Normen
EheG §55a
EStG 1972 §34 Abs3
EStG 1988 §34
EStG 1988 §34 Abs1
EStG 1988 §34 Abs1 Z2
EStG 1988 §34 Abs3
VwRallg
European Case Law Identifier: ECLI:AT:VWGH:2021:RA2019130027.L00
Spruch:
Die Revision wird zurückgewiesen.
Begründung
1 Der Revisionswerber machte in seinen Arbeitnehmerveranlagungen 2012 bis 2016 unter anderem außergewöhnliche Belastungen für Besuchsfahrten zu seinem betreuungsbedürftigen Cousin in Deutschland sowie Unterhaltszahlungen an seine geschiedene Ehegattin geltend. Das Finanzamt erkannte diese Aufwendungen nicht an. Die dagegen erhobenen Beschwerden wies das Finanzamt in diesen Punkten mit Beschwerdevorentscheidung als unbegründet ab.

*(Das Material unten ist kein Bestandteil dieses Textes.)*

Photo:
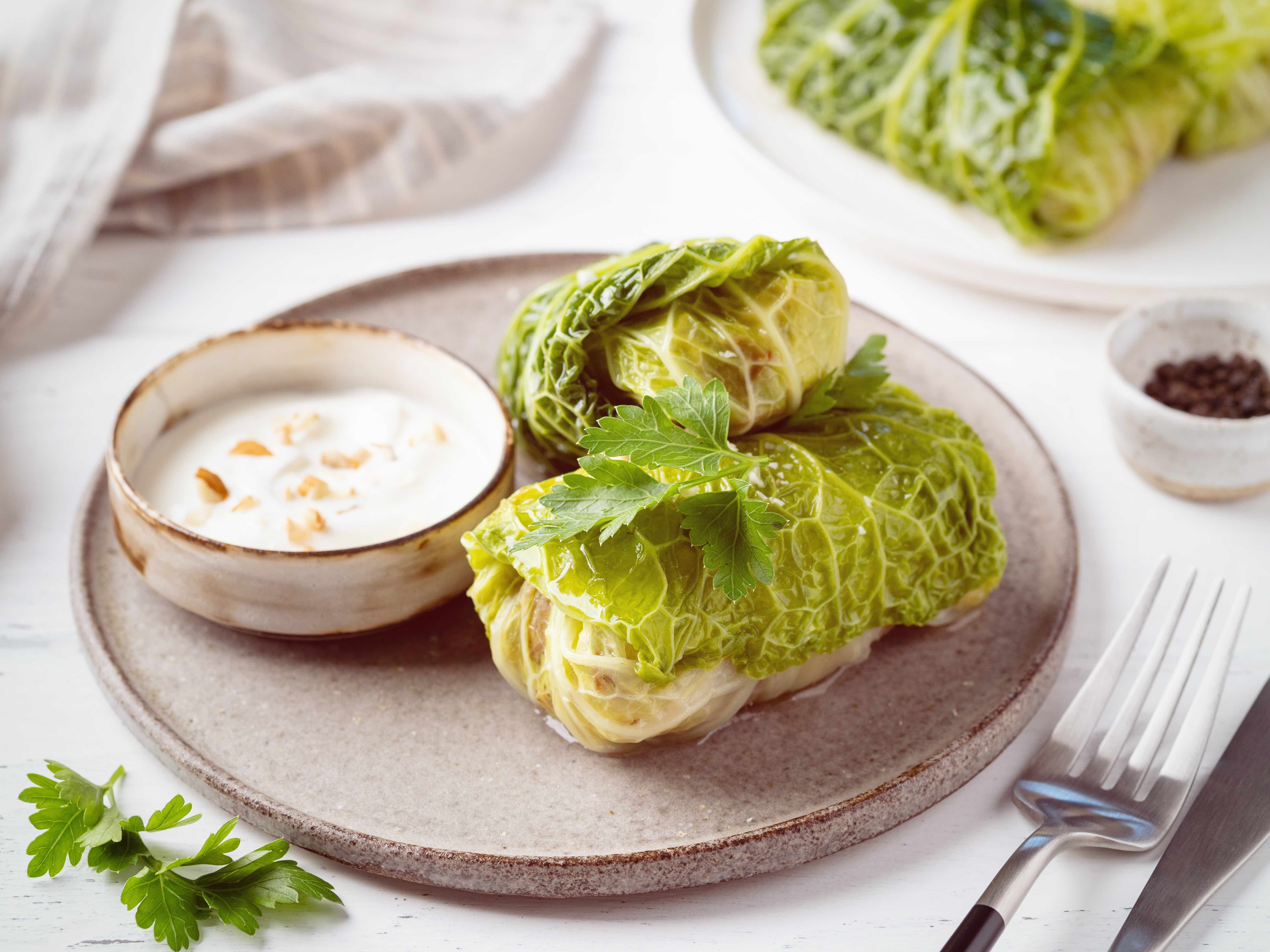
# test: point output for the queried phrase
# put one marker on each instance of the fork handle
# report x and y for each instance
(987, 918)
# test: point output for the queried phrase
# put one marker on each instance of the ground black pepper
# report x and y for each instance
(1209, 386)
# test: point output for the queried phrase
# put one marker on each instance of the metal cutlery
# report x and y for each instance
(1229, 822)
(1091, 807)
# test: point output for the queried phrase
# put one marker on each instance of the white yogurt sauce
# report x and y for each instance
(302, 471)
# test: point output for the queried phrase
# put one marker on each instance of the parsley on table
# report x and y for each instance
(684, 428)
(75, 815)
(854, 388)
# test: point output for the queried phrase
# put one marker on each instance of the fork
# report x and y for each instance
(1091, 808)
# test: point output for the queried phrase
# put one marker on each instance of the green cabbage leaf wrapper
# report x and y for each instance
(890, 522)
(766, 318)
(1042, 115)
(1226, 45)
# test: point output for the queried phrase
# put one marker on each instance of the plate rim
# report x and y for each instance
(902, 248)
(671, 868)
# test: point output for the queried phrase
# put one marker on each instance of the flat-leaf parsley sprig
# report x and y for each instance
(854, 388)
(684, 428)
(77, 815)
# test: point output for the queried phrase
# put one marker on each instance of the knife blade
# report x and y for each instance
(1226, 826)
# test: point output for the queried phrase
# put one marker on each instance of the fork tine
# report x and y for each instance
(1140, 762)
(1183, 761)
(1083, 715)
(1113, 742)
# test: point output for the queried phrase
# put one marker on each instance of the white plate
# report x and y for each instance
(1197, 226)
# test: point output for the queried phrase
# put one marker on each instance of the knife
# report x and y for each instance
(1226, 826)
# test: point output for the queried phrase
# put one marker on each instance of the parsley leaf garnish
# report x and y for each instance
(611, 494)
(75, 814)
(854, 388)
(684, 428)
(733, 531)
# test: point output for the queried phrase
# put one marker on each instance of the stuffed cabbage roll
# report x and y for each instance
(766, 318)
(1043, 116)
(1237, 116)
(1226, 45)
(890, 521)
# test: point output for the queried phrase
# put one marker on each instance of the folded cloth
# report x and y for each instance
(209, 116)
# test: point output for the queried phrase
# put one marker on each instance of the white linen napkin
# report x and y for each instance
(211, 116)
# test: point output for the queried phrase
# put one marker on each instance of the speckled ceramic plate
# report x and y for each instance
(406, 753)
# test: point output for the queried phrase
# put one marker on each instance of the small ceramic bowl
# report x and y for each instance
(304, 595)
(1197, 457)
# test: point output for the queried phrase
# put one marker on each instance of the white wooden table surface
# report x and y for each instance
(644, 158)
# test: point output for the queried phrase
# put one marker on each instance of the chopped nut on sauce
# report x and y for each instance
(313, 488)
(295, 427)
(249, 447)
(342, 461)
(211, 488)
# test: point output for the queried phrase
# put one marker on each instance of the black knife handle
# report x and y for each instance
(978, 932)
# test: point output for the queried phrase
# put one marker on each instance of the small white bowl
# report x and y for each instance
(1197, 457)
(303, 595)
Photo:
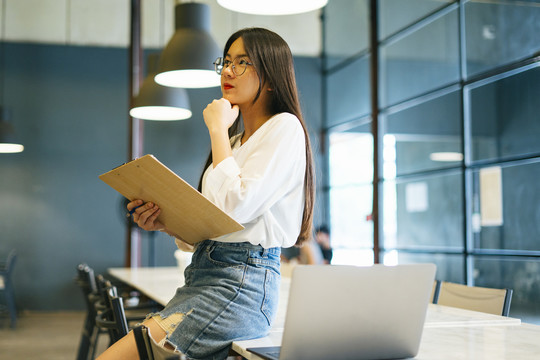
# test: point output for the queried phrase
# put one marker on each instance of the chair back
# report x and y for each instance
(111, 316)
(149, 349)
(488, 300)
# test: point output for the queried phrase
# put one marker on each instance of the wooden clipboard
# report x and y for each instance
(184, 210)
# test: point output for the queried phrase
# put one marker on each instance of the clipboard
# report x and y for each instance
(184, 210)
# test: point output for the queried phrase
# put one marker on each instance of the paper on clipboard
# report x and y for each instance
(184, 210)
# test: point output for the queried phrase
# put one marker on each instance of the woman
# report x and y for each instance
(263, 178)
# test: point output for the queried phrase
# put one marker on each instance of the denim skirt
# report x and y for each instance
(231, 293)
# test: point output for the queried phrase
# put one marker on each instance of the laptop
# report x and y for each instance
(351, 312)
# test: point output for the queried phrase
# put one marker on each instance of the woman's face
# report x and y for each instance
(239, 90)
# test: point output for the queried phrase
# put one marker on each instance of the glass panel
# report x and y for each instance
(410, 67)
(348, 92)
(350, 207)
(506, 214)
(346, 29)
(351, 194)
(500, 32)
(504, 117)
(351, 156)
(394, 15)
(423, 137)
(424, 213)
(521, 275)
(449, 267)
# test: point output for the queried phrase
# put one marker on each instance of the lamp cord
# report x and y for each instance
(2, 57)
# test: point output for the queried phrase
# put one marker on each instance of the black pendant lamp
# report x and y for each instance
(187, 60)
(157, 102)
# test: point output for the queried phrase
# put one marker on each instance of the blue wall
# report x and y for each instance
(69, 107)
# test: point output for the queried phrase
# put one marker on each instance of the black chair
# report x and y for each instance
(6, 286)
(90, 333)
(111, 316)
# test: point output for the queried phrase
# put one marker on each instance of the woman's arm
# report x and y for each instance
(272, 165)
(219, 115)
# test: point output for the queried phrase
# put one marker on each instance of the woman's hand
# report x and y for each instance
(219, 115)
(145, 215)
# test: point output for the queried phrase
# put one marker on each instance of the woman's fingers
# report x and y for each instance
(134, 204)
(145, 215)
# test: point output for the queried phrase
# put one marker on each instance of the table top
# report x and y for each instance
(449, 333)
(158, 283)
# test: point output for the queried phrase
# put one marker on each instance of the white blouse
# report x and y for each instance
(262, 184)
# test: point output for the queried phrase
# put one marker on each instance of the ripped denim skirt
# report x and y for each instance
(231, 293)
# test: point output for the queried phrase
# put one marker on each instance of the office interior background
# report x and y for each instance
(456, 117)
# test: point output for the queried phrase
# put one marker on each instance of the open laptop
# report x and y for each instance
(350, 312)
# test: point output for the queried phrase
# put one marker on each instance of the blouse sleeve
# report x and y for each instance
(274, 166)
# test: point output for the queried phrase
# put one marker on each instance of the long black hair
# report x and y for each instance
(273, 62)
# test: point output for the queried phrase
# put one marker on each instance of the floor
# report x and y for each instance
(43, 336)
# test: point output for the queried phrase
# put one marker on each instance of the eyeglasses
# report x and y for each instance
(238, 65)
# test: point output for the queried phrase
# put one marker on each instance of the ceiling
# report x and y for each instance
(106, 23)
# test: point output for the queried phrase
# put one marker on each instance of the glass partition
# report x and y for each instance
(351, 194)
(346, 30)
(499, 32)
(395, 15)
(348, 92)
(409, 68)
(522, 275)
(450, 267)
(426, 136)
(504, 115)
(424, 212)
(505, 207)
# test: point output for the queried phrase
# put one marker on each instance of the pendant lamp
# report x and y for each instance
(272, 7)
(187, 60)
(8, 142)
(157, 102)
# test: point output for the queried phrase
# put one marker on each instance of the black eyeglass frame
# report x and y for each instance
(219, 66)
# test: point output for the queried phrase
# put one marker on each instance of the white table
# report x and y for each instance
(449, 333)
(158, 283)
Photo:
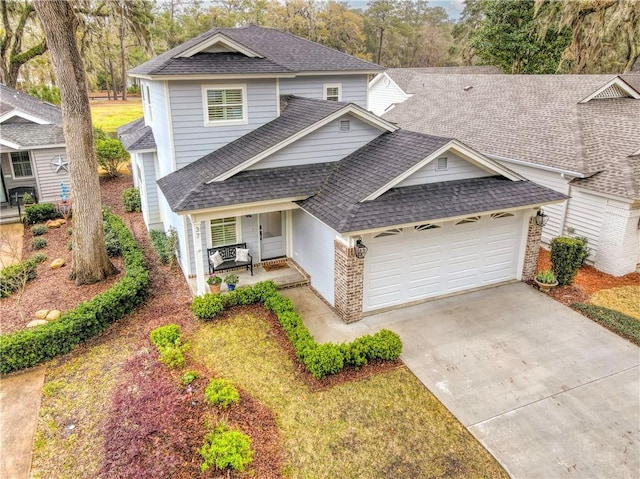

2 Nach Stellung eines Vorlageantrages und Vorlage an das Bundesfinanzgericht gab dieses den Beschwerden in einem hier nicht relevanten Punkt Folge und wies sie im Übrigen als unbegründet ab.
3 Nach Wiedergabe des Verfahrensgangs führte das Bundesfinanzgericht aus, freiwillige Zuwendungen an Personen ohne gesetzlichen Unterhaltsanspruch sowie Zuwendungen an gesetzlich unterhaltsberechtigte Personen seien gemäß § 20 Abs. 1 Z 4 EStG 1988 nicht abzugsfähig. Die vom Revisionswerber geltend gemachten Unterhaltsleistungen seien auch keine Mehraufwendungen, die bei der Unterhaltsberechtigten selbst eine außergewöhnliche Belastung darstellen würden. Die Unterhaltszahlungen an die geschiedene Ehegattin des Revisionswerbers seien daher nicht als außergewöhnliche Belastung abzugsfähig.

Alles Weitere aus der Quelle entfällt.